Availability Overview

When a customer visits your booking page, Driive shows them a set of available time slots. Behind the scenes, there's a layered system that calculates exactly when your team can take appointments. Understanding these layers helps you configure availability correctly so customers see the right options and your team never gets double-booked.


The availability layers

Driive checks four things — in order — to determine whether a time slot is available:

1. Organization business hours

These are your company-wide operating hours. They set the outer boundaries for when any appointment can be booked. If your business hours are Monday through Friday, 8 AM to 5 PM, no customer will ever see a Saturday slot or a 7 PM slot — regardless of individual member settings.

Business hours are configured once and apply to everyone in the organization. Learn how to set them in Setting Business Hours.

2. Team member individual hours

Each team member can set their own weekly schedule that overrides the organization defaults. This is useful when:

  • A technician works four 10-hour days instead of five 8-hour days

  • A part-time employee only works mornings

  • Someone in a different timezone has shifted hours

If a member hasn't set individual hours, they inherit the organization's business hours. If they have, their personal schedule takes priority.

Learn more in Team Member Availability.

3. External calendar events

When a team member connects their Google Calendar or Microsoft Outlook account, Driive reads their existing events and treats them as busy time. If a technician has a dentist appointment on their Google Calendar from 2 PM to 3 PM, that hour won't be offered to customers.

This happens automatically — no manual blocking required. Set up calendar sync in Integrations.

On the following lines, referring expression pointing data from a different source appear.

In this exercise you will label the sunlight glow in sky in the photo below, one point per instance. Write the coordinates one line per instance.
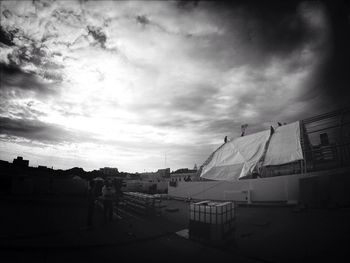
(121, 84)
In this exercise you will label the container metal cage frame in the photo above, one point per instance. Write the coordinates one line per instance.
(211, 222)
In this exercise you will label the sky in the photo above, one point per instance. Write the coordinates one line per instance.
(144, 85)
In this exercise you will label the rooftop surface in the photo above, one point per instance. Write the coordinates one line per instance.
(38, 230)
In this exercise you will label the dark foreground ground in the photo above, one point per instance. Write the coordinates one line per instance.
(53, 230)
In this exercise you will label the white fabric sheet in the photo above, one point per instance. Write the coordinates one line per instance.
(237, 158)
(284, 145)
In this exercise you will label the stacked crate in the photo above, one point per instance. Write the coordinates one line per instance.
(142, 203)
(212, 222)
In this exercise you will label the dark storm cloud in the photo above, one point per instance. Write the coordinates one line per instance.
(6, 37)
(14, 77)
(36, 130)
(195, 100)
(98, 35)
(334, 77)
(142, 20)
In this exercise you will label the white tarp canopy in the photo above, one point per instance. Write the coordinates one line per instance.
(284, 146)
(237, 158)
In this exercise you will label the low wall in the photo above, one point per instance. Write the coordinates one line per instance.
(272, 189)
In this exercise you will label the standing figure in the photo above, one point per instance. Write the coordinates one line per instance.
(92, 195)
(108, 194)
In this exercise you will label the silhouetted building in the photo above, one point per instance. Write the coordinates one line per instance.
(19, 162)
(109, 171)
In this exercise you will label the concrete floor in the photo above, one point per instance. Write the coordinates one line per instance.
(42, 232)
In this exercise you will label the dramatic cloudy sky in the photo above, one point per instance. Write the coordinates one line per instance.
(126, 84)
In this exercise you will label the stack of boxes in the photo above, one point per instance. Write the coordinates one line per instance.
(212, 222)
(143, 203)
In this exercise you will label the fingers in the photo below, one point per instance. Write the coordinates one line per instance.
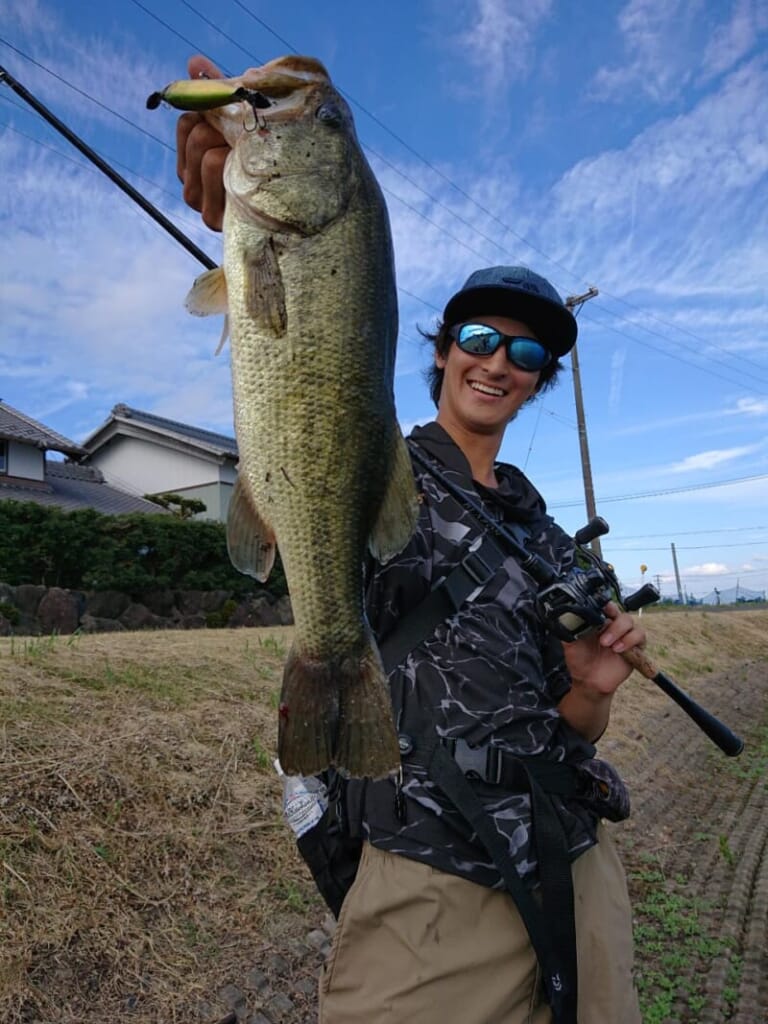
(622, 631)
(200, 67)
(201, 153)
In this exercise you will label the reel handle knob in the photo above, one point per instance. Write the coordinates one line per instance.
(646, 595)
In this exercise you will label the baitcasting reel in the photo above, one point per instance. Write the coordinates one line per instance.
(572, 605)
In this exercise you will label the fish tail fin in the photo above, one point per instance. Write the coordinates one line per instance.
(337, 713)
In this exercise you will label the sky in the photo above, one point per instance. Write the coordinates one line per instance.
(622, 146)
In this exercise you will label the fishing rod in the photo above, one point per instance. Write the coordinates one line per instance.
(107, 169)
(571, 603)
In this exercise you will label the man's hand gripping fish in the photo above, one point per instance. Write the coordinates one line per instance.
(308, 286)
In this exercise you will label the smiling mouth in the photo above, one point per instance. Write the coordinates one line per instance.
(497, 392)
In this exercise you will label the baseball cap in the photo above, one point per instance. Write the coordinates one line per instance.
(521, 294)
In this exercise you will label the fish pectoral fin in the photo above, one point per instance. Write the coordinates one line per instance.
(250, 540)
(337, 712)
(224, 335)
(208, 294)
(399, 510)
(265, 294)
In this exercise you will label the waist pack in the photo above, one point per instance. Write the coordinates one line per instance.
(332, 848)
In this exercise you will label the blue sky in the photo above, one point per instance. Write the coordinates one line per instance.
(620, 145)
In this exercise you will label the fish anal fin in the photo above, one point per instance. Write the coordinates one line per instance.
(208, 295)
(250, 540)
(265, 294)
(399, 510)
(337, 713)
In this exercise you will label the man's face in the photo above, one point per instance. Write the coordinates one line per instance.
(480, 394)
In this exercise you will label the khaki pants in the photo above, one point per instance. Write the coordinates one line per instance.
(415, 945)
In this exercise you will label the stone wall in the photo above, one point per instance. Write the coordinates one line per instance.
(31, 610)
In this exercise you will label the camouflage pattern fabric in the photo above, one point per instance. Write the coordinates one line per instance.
(491, 674)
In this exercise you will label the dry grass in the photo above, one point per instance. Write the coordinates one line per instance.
(143, 861)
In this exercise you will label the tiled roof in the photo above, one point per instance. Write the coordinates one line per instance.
(19, 427)
(70, 486)
(209, 438)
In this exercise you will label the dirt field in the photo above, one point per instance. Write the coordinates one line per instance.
(146, 877)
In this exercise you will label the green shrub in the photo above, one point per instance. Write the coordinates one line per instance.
(133, 553)
(9, 612)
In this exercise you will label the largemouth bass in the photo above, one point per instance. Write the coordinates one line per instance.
(308, 285)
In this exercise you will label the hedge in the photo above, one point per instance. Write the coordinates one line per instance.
(133, 553)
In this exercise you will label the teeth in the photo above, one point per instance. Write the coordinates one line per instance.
(485, 389)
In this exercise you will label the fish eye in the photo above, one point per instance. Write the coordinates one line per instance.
(330, 115)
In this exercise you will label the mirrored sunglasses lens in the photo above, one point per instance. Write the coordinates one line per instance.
(477, 339)
(527, 353)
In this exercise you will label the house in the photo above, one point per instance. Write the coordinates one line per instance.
(27, 474)
(151, 455)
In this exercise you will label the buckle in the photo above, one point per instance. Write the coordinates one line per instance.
(477, 567)
(481, 763)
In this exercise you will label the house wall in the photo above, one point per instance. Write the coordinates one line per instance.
(215, 496)
(146, 467)
(26, 461)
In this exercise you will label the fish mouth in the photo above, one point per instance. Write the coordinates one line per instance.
(275, 90)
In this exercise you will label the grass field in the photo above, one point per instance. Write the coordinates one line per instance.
(143, 860)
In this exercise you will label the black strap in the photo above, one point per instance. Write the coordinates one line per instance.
(474, 571)
(551, 927)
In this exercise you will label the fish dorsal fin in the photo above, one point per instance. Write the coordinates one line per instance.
(265, 295)
(208, 295)
(399, 510)
(224, 335)
(250, 540)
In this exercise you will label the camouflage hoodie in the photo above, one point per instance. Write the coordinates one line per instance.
(489, 674)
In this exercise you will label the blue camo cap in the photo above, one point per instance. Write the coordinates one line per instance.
(521, 294)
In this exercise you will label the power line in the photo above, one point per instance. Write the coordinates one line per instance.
(687, 532)
(87, 95)
(467, 196)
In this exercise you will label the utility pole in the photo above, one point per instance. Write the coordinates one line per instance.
(677, 574)
(571, 303)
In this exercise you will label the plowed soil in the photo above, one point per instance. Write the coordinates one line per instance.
(146, 877)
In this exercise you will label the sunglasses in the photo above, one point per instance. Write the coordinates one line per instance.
(478, 339)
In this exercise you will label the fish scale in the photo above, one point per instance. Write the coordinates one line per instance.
(308, 281)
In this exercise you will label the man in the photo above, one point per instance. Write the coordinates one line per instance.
(429, 932)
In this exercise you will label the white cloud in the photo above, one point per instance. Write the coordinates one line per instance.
(708, 568)
(658, 37)
(497, 39)
(708, 460)
(735, 38)
(656, 60)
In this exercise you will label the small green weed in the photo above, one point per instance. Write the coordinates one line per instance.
(671, 944)
(272, 645)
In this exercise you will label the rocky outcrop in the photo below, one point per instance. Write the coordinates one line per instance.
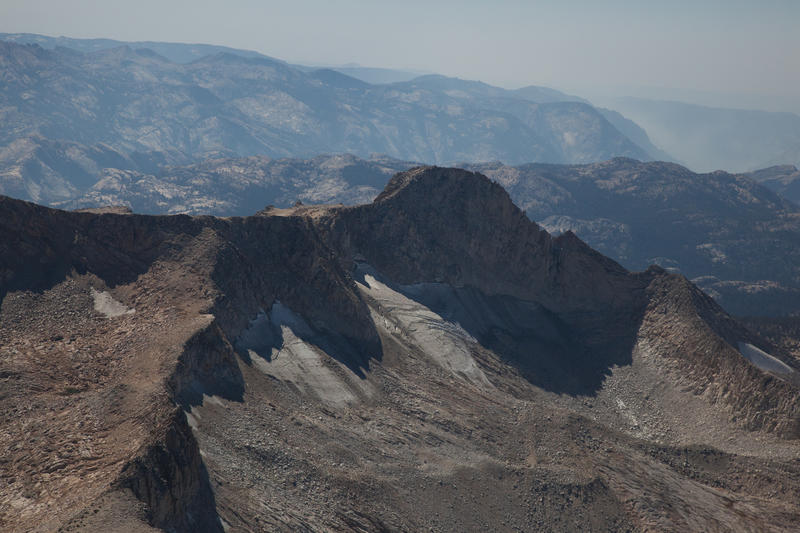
(418, 352)
(170, 478)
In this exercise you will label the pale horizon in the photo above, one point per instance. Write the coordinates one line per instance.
(729, 54)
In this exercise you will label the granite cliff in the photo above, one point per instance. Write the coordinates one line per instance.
(432, 360)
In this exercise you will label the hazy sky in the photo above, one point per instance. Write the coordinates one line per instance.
(745, 49)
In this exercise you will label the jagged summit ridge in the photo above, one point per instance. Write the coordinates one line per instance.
(374, 367)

4. Existing Driive appointments

Time slots that already have a Driive appointment assigned to the member are blocked. Driive also accounts for buffer times (travel time between jobs) when calculating gaps. Learn more in Buffer Times and Booking Windows.


How the layers combine

Here's a practical example of how the layers work together:

Layer

Rule

Effect

Organization hours

Mon-Fri, 8 AM - 5 PM

Bookings only available during these hours

Member hours (Sarah)

Mon-Thu, 7 AM - 4 PM

Sarah's bookings limited to her personal schedule

External calendar (Sarah)

Dentist at 2-3 PM Tuesday

Tuesday 2-3 PM blocked for Sarah

Existing appointment (Sarah)

Roof inspection 9-11 AM Wednesday

Wednesday 9-11 AM blocked, plus buffer time

When a customer tries to book a service that Sarah is eligible for on Tuesday, they'll see her available slots as: 8 AM - 2 PM and 3 PM - 4 PM (organization hours constrain the 7 AM start to 8 AM, and the dentist blocks 2-3 PM).

Key point: Driive uses the most restrictive combination of all layers. A time slot must pass every check to be offered to a customer.


What about teams?

Teams don't have their own availability settings. Instead, availability is always determined at the individual member level. But because appointment types are linked to specific teams, the practical effect is that each service only shows availability for the right group of people.

For example, if "AC Repair" is linked to the "HVAC Team," customers booking that service will see a combined view of available slots across all HVAC team members — not your roofing crew.


Timezone handling

Driive handles timezones at two levels:

  • Organization timezone — Set during onboarding. This is the default timezone for your business and is used on booking pages.

  • Member timezone — Each team member can set their own timezone in their profile. Driive converts their availability to the organization timezone when displaying slots to customers.

If your entire team is in the same timezone, you don't need to think about this. But if you have remote dispatchers or technicians in different regions, make sure each person's timezone is set correctly.